España es uno de los destinos turísticos con más visitantes del mundo. El buen tiempo, la gastronomía, la hospitalidad de nuestros pueblos y gentes o la calidad y servicios de nuestras playas son características reconocidas por muchos turistas. El verano es una de las mejores épocas del año para descubrirlos y disfrutarlos. Tenemos más tiempo libre para estar con la familia y los amigos y para disfrutar de la naturaleza haciendo deporte.
Según los expertos, andar cerca del mar o en la orilla de la playa tiene innumerables beneficios para la salud. La neurocientífica Rachel Taylor asegura que el aire del mar mejora el funcionamiento del cerebro, ayudándonos a producir los químicos necesarios para mantenernos sanos y en equilibrio. “Cuando las personas respiran el aire del mar, los iones que contienen ayudan a aumentar la funcionalidad eléctrica del cerebro en un 47 por ciento, además de crear nuevas vías neuronales que nos permiten pensar con mayor claridad”, dice. Por otra parte, mirar el océano cambia la frecuencia de nuestras ondas cerebrales colocándonos en un estado de meditación leve; de ahí que, estar cerca del mar nos de paz.
El simple olor de la brisa marina nos ayuda a entrar en un estado de calma. Respirar el aire procedente del mar aumenta nuestra capacidad de absorber oxígeno y los niveles de serotonina: la hormona clave para estabilizar el estado de ánimo y los sentimientos de bienestar y felicidad. Por eso, una inhalación profunda caminando en la playa o cerca del mar nos hace sentirnos bien prácticamente al instante.
Pero la brisa marina no es el único aspecto estimulante de los paseos junto al mar. Si lo hacemos en compañía de amigos y familiares se promueve además la liberación de oxitocina (la hormona de los vínculos sociales, la confianza y el amor).

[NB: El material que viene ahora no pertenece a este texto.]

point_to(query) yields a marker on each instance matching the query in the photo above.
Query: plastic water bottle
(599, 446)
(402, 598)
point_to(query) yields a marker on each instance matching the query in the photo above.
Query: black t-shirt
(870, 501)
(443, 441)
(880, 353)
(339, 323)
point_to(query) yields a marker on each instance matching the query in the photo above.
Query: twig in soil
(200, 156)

Con este preámbulo, no tenemos excusas para ser perezosos y sí razones suficientes y poderosas para animarnos a coger los palos de marcha, calzarnos las botas de montaña, equipar nuestra mochila con agua y snacks, ponernos protección solar y una gorra en la cabeza y echarnos a andar. En estas rutas que os proponemos no podemos olvidar el bañador ni la toalla porque, después de unos kilómetros de marcha, darse un chapuzón en el mar es de lo más estimulante.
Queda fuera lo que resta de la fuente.